Der Schluss war für meinen Geschmack jedoch zu einfach gestrickt. Alles lief zu glatt, kaum Hürden zu meistern. Da hätte ich ein wenig mehr Stolpersteine und Gegenwehr erwartet – allen voran von Oberon höchstpersönlich. Trotzdem wurde ich gut unterhalten und es gibt einige überraschende Wendungen, weshalb ich das Buch gerne weiterempfehle. Und obwohl es nur knapp 100 Seiten hat, hat es sich die Autorin nicht nehmen lassen, einzelnen Szenen mehr Raum zu geben, um sich entfalten zu können und Atmosphäre aufzubauen. Das Feeling von Glücksspiel, Show und Illusion kommt definitiv nicht zu kurz und wird durch den bildhaften Schreibstil gut untermalt. Es lässt sich allgemein angenehm und flüssig lesen. Sehr oft hatte ich ein Schmunzeln auf den Lippen, da der Humor immer wieder zwischen den Zeilen aufblitzt. Selten habe ich ein Buch mit einer so geringen Seitenzahl gelesen, welches mich wirklich von sich überzeugen konnte.

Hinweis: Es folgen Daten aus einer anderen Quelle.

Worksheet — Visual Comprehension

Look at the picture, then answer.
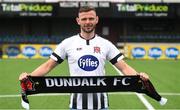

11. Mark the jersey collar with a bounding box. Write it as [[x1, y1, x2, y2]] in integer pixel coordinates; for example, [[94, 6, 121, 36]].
[[79, 33, 96, 40]]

Von mir gibt es 4 von 5 Sterne, einfach, weil ich mir für den Diebstahl (letzter Drittel) mehr Nervenkitzel gewünscht hätte.

Die Sage »wilde Jagd« und das Märchen »Brüderchen und Schwesterchen« wurden vom Autorinnenduo Tina Skupin und Janna Ruth zu etwas Neuem verwoben und können auch unabhängig voneinander gelesen werden. Ich kenne beide Vorlagen gar nicht und behaupte, dass Kenntnisse auch nicht notwendig sind, um die Novellen geniessen und verstehen zu können.